Lab 3: A little data representation

This lab will take place in two parts. First, we’ll look at character encodings, and then move on to exploring how integers are stored.

There will likely be parts of this lab that you don’t understand right away. Keep reading, keep experimenting, collect your questions, and ask them! Gradually, things will start to make more sense.

Part 1: Character encodings

Do the following. Remember to collect questions, play around, and take notes. After about 20 minutes, we’ll discuss.

  • Connect to mantis in VS Code.

  • Create a new text file named something.txt. Type two or three short lines of ASCII text (e.g., just a few English words) and save your file.

  • In the VS Code terminal, make sure you are cd’d into the directory containing something.txt and run this command:

    hexdump -C something.txt
    
  • Do the hex values you see in your file correspond to the characters you entered?
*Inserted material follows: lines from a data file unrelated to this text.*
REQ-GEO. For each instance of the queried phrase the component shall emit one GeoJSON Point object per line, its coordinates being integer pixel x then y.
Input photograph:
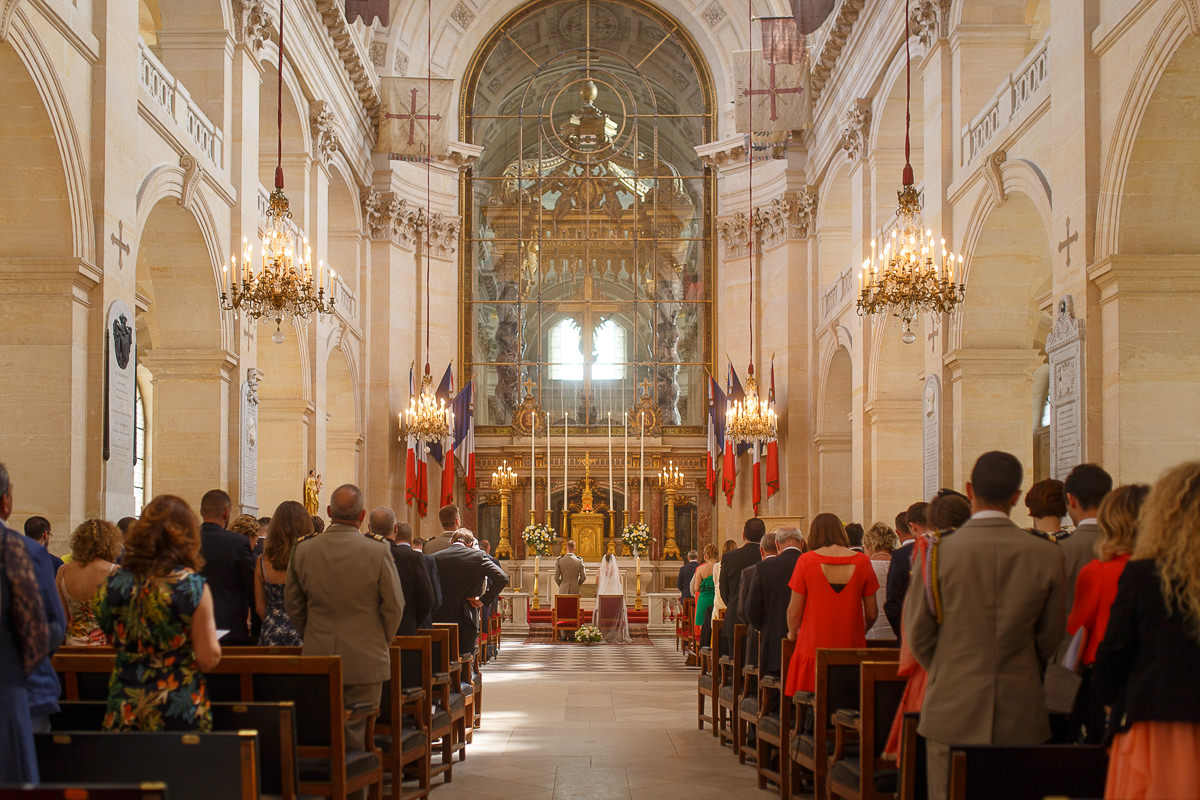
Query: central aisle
{"type": "Point", "coordinates": [601, 722]}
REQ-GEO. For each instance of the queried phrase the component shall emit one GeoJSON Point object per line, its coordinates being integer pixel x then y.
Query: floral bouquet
{"type": "Point", "coordinates": [637, 537]}
{"type": "Point", "coordinates": [588, 635]}
{"type": "Point", "coordinates": [539, 539]}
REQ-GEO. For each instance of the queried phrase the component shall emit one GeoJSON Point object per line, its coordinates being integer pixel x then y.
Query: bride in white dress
{"type": "Point", "coordinates": [610, 583]}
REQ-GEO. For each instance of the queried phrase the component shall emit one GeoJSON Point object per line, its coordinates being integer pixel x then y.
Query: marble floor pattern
{"type": "Point", "coordinates": [605, 734]}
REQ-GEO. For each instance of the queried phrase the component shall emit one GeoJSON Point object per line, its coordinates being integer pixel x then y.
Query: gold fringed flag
{"type": "Point", "coordinates": [413, 125]}
{"type": "Point", "coordinates": [779, 94]}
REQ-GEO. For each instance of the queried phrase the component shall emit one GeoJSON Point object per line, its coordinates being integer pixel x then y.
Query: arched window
{"type": "Point", "coordinates": [139, 450]}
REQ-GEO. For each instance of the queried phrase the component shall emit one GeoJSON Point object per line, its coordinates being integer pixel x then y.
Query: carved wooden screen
{"type": "Point", "coordinates": [587, 258]}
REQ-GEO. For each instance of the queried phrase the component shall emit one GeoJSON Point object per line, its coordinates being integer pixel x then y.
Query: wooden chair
{"type": "Point", "coordinates": [193, 765]}
{"type": "Point", "coordinates": [865, 775]}
{"type": "Point", "coordinates": [748, 698]}
{"type": "Point", "coordinates": [837, 687]}
{"type": "Point", "coordinates": [148, 791]}
{"type": "Point", "coordinates": [1032, 773]}
{"type": "Point", "coordinates": [913, 785]}
{"type": "Point", "coordinates": [417, 671]}
{"type": "Point", "coordinates": [774, 726]}
{"type": "Point", "coordinates": [729, 723]}
{"type": "Point", "coordinates": [706, 683]}
{"type": "Point", "coordinates": [567, 614]}
{"type": "Point", "coordinates": [463, 663]}
{"type": "Point", "coordinates": [401, 732]}
{"type": "Point", "coordinates": [449, 699]}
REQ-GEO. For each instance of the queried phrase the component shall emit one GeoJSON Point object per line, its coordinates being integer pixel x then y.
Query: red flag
{"type": "Point", "coordinates": [773, 445]}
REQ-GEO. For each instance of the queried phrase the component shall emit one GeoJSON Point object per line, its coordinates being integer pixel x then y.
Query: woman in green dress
{"type": "Point", "coordinates": [159, 615]}
{"type": "Point", "coordinates": [703, 589]}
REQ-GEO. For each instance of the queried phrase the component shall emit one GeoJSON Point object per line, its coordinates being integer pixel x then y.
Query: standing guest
{"type": "Point", "coordinates": [901, 566]}
{"type": "Point", "coordinates": [95, 546]}
{"type": "Point", "coordinates": [768, 597]}
{"type": "Point", "coordinates": [228, 569]}
{"type": "Point", "coordinates": [855, 534]}
{"type": "Point", "coordinates": [160, 617]}
{"type": "Point", "coordinates": [463, 571]}
{"type": "Point", "coordinates": [832, 603]}
{"type": "Point", "coordinates": [1149, 665]}
{"type": "Point", "coordinates": [569, 571]}
{"type": "Point", "coordinates": [947, 512]}
{"type": "Point", "coordinates": [39, 529]}
{"type": "Point", "coordinates": [414, 578]}
{"type": "Point", "coordinates": [1085, 486]}
{"type": "Point", "coordinates": [984, 612]}
{"type": "Point", "coordinates": [1047, 504]}
{"type": "Point", "coordinates": [343, 597]}
{"type": "Point", "coordinates": [683, 579]}
{"type": "Point", "coordinates": [879, 543]}
{"type": "Point", "coordinates": [450, 522]}
{"type": "Point", "coordinates": [25, 642]}
{"type": "Point", "coordinates": [703, 587]}
{"type": "Point", "coordinates": [42, 684]}
{"type": "Point", "coordinates": [1095, 591]}
{"type": "Point", "coordinates": [293, 522]}
{"type": "Point", "coordinates": [730, 579]}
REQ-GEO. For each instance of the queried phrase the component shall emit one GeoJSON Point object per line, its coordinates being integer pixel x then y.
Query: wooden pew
{"type": "Point", "coordinates": [729, 687]}
{"type": "Point", "coordinates": [865, 775]}
{"type": "Point", "coordinates": [313, 683]}
{"type": "Point", "coordinates": [706, 681]}
{"type": "Point", "coordinates": [837, 687]}
{"type": "Point", "coordinates": [193, 765]}
{"type": "Point", "coordinates": [774, 727]}
{"type": "Point", "coordinates": [1032, 773]}
{"type": "Point", "coordinates": [274, 723]}
{"type": "Point", "coordinates": [405, 744]}
{"type": "Point", "coordinates": [148, 791]}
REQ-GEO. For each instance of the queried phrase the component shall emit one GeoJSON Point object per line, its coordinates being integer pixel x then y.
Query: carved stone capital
{"type": "Point", "coordinates": [856, 127]}
{"type": "Point", "coordinates": [929, 19]}
{"type": "Point", "coordinates": [252, 23]}
{"type": "Point", "coordinates": [324, 137]}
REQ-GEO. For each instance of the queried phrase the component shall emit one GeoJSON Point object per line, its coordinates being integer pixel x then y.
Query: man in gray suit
{"type": "Point", "coordinates": [343, 597]}
{"type": "Point", "coordinates": [994, 613]}
{"type": "Point", "coordinates": [569, 572]}
{"type": "Point", "coordinates": [1085, 487]}
{"type": "Point", "coordinates": [450, 522]}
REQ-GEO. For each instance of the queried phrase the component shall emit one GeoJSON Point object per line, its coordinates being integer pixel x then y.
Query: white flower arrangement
{"type": "Point", "coordinates": [539, 539]}
{"type": "Point", "coordinates": [637, 537]}
{"type": "Point", "coordinates": [588, 635]}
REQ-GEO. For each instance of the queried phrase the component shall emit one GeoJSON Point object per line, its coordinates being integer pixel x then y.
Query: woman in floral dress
{"type": "Point", "coordinates": [289, 522]}
{"type": "Point", "coordinates": [159, 614]}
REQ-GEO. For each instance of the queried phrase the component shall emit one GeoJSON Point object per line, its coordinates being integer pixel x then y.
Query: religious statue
{"type": "Point", "coordinates": [312, 492]}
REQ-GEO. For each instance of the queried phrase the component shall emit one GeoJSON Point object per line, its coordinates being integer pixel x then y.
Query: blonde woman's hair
{"type": "Point", "coordinates": [1117, 519]}
{"type": "Point", "coordinates": [1168, 533]}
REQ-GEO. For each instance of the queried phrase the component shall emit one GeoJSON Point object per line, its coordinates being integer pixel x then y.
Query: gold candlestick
{"type": "Point", "coordinates": [504, 480]}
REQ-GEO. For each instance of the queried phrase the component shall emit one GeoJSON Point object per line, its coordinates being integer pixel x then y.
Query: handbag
{"type": "Point", "coordinates": [1062, 680]}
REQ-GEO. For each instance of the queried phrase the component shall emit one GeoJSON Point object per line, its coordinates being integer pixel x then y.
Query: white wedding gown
{"type": "Point", "coordinates": [609, 583]}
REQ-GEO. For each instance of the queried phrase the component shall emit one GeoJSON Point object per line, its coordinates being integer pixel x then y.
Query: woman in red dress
{"type": "Point", "coordinates": [833, 600]}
Do the characters come in the order you expect? Do you see any newline characters? (You may find it helpful to open an ASCII chart in a browser tab or view the chart in a terminal by running man ascii.)
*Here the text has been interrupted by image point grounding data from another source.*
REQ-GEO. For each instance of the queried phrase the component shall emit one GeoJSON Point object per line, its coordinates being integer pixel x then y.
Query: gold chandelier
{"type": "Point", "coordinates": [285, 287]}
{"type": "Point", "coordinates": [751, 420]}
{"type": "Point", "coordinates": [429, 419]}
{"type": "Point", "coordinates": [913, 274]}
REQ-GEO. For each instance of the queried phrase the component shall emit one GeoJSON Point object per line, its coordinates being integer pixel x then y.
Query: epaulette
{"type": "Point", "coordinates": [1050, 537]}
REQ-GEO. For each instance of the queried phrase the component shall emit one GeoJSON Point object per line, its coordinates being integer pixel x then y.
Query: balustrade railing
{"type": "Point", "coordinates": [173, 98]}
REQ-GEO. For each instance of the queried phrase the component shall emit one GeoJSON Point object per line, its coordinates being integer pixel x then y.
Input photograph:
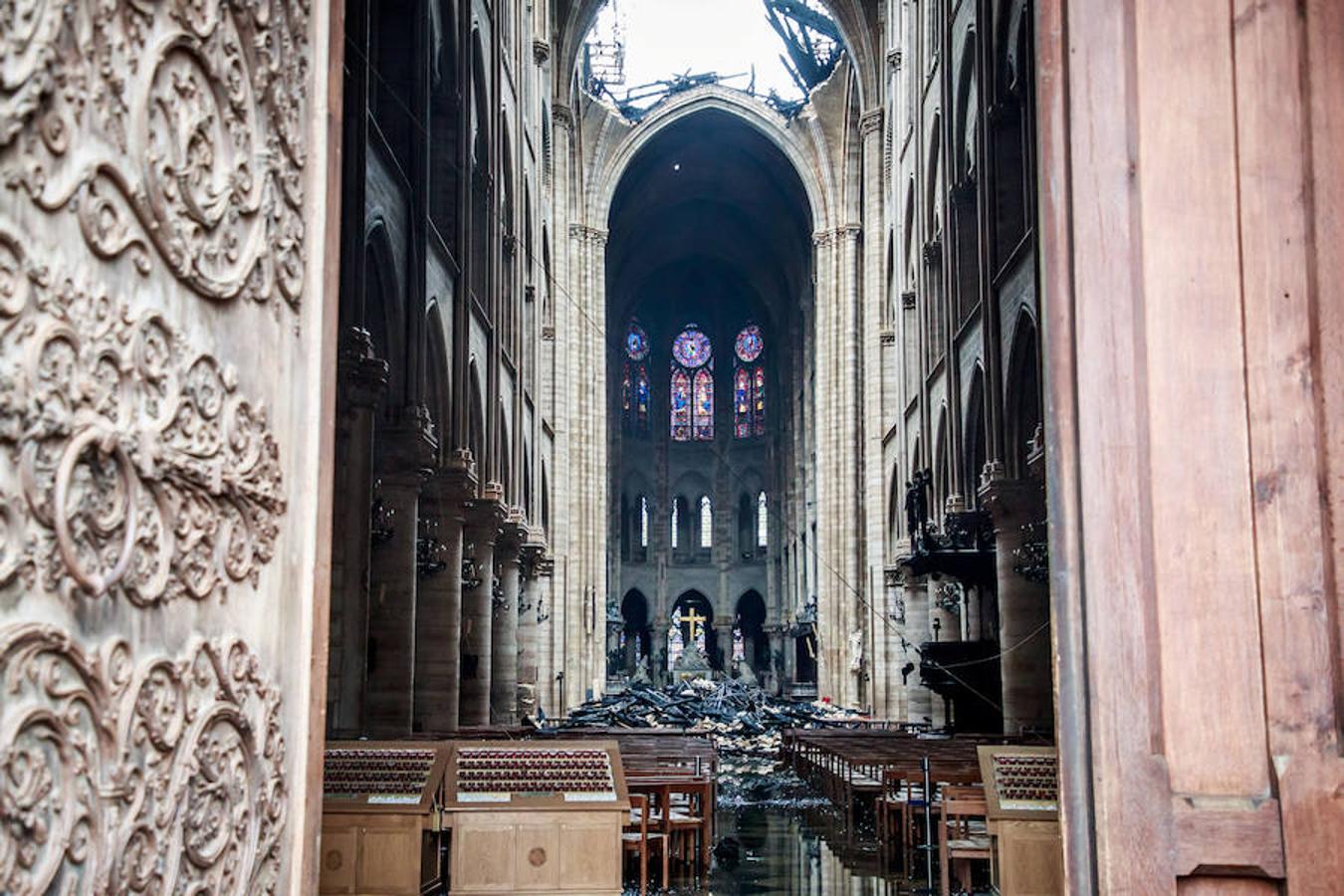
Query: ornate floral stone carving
{"type": "Point", "coordinates": [129, 464]}
{"type": "Point", "coordinates": [172, 129]}
{"type": "Point", "coordinates": [137, 774]}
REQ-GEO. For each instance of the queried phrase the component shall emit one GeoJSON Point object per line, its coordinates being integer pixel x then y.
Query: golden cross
{"type": "Point", "coordinates": [695, 619]}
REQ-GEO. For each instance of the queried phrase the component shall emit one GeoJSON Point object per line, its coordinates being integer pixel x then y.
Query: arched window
{"type": "Point", "coordinates": [680, 406]}
{"type": "Point", "coordinates": [692, 387]}
{"type": "Point", "coordinates": [703, 410]}
{"type": "Point", "coordinates": [749, 384]}
{"type": "Point", "coordinates": [706, 523]}
{"type": "Point", "coordinates": [634, 381]}
{"type": "Point", "coordinates": [763, 522]}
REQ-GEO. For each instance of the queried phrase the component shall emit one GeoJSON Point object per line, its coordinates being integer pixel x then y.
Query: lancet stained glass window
{"type": "Point", "coordinates": [763, 522]}
{"type": "Point", "coordinates": [703, 406]}
{"type": "Point", "coordinates": [749, 383]}
{"type": "Point", "coordinates": [634, 381]}
{"type": "Point", "coordinates": [692, 387]}
{"type": "Point", "coordinates": [680, 406]}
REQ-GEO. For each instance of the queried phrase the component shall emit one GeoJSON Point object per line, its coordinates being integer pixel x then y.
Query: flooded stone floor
{"type": "Point", "coordinates": [793, 846]}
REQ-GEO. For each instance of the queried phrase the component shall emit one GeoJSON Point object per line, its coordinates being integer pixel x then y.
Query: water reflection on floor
{"type": "Point", "coordinates": [790, 848]}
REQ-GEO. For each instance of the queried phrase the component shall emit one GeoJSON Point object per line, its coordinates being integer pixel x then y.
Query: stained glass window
{"type": "Point", "coordinates": [636, 342]}
{"type": "Point", "coordinates": [634, 381]}
{"type": "Point", "coordinates": [763, 522]}
{"type": "Point", "coordinates": [759, 394]}
{"type": "Point", "coordinates": [641, 400]}
{"type": "Point", "coordinates": [680, 406]}
{"type": "Point", "coordinates": [749, 344]}
{"type": "Point", "coordinates": [692, 387]}
{"type": "Point", "coordinates": [749, 383]}
{"type": "Point", "coordinates": [742, 403]}
{"type": "Point", "coordinates": [703, 406]}
{"type": "Point", "coordinates": [691, 348]}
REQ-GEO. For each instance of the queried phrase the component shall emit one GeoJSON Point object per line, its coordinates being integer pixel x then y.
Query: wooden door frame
{"type": "Point", "coordinates": [1060, 426]}
{"type": "Point", "coordinates": [1126, 753]}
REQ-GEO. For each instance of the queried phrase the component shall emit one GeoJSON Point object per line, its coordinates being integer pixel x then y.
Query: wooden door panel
{"type": "Point", "coordinates": [1194, 441]}
{"type": "Point", "coordinates": [163, 230]}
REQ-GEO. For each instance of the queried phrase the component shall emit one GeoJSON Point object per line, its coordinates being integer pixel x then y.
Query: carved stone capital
{"type": "Point", "coordinates": [587, 234]}
{"type": "Point", "coordinates": [363, 375]}
{"type": "Point", "coordinates": [454, 483]}
{"type": "Point", "coordinates": [933, 253]}
{"type": "Point", "coordinates": [964, 192]}
{"type": "Point", "coordinates": [1013, 503]}
{"type": "Point", "coordinates": [870, 122]}
{"type": "Point", "coordinates": [407, 446]}
{"type": "Point", "coordinates": [486, 518]}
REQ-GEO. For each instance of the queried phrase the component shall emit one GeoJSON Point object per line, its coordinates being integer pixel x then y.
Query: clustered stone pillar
{"type": "Point", "coordinates": [1023, 608]}
{"type": "Point", "coordinates": [440, 617]}
{"type": "Point", "coordinates": [773, 675]}
{"type": "Point", "coordinates": [504, 625]}
{"type": "Point", "coordinates": [484, 520]}
{"type": "Point", "coordinates": [530, 626]}
{"type": "Point", "coordinates": [363, 381]}
{"type": "Point", "coordinates": [918, 699]}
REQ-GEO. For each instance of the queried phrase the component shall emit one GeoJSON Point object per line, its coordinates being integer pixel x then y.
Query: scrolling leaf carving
{"type": "Point", "coordinates": [171, 129]}
{"type": "Point", "coordinates": [123, 774]}
{"type": "Point", "coordinates": [129, 464]}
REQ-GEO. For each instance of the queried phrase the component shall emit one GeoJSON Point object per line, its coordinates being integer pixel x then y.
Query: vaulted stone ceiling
{"type": "Point", "coordinates": [857, 22]}
{"type": "Point", "coordinates": [710, 211]}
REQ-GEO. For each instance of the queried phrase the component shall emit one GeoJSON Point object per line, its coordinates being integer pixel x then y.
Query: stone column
{"type": "Point", "coordinates": [918, 699]}
{"type": "Point", "coordinates": [407, 453]}
{"type": "Point", "coordinates": [438, 629]}
{"type": "Point", "coordinates": [484, 519]}
{"type": "Point", "coordinates": [504, 623]}
{"type": "Point", "coordinates": [535, 568]}
{"type": "Point", "coordinates": [773, 675]}
{"type": "Point", "coordinates": [723, 638]}
{"type": "Point", "coordinates": [1023, 607]}
{"type": "Point", "coordinates": [363, 380]}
  • Copy the word “résumé” and the Greek letters “αβγδ” from this page into something.txt. Note that é and the Greek letters are not ASCII characters. Save and run hexdump -C something.txt again. Which bytes correspond to é, α, β, γ, and δ?

Now, let’s explore some alternate encodings.

  • On the bottom-right status bar of VS Code, click on UTF-8, select Save with encoding, and then select UTF-16 LE.

  • Run hexdump again. What changed? Which bytes correspond to which characters?

  • Again at the bottom right of VS Code, click on UTF-16 LE, select Save with encoding, and then select UTF-16 BE.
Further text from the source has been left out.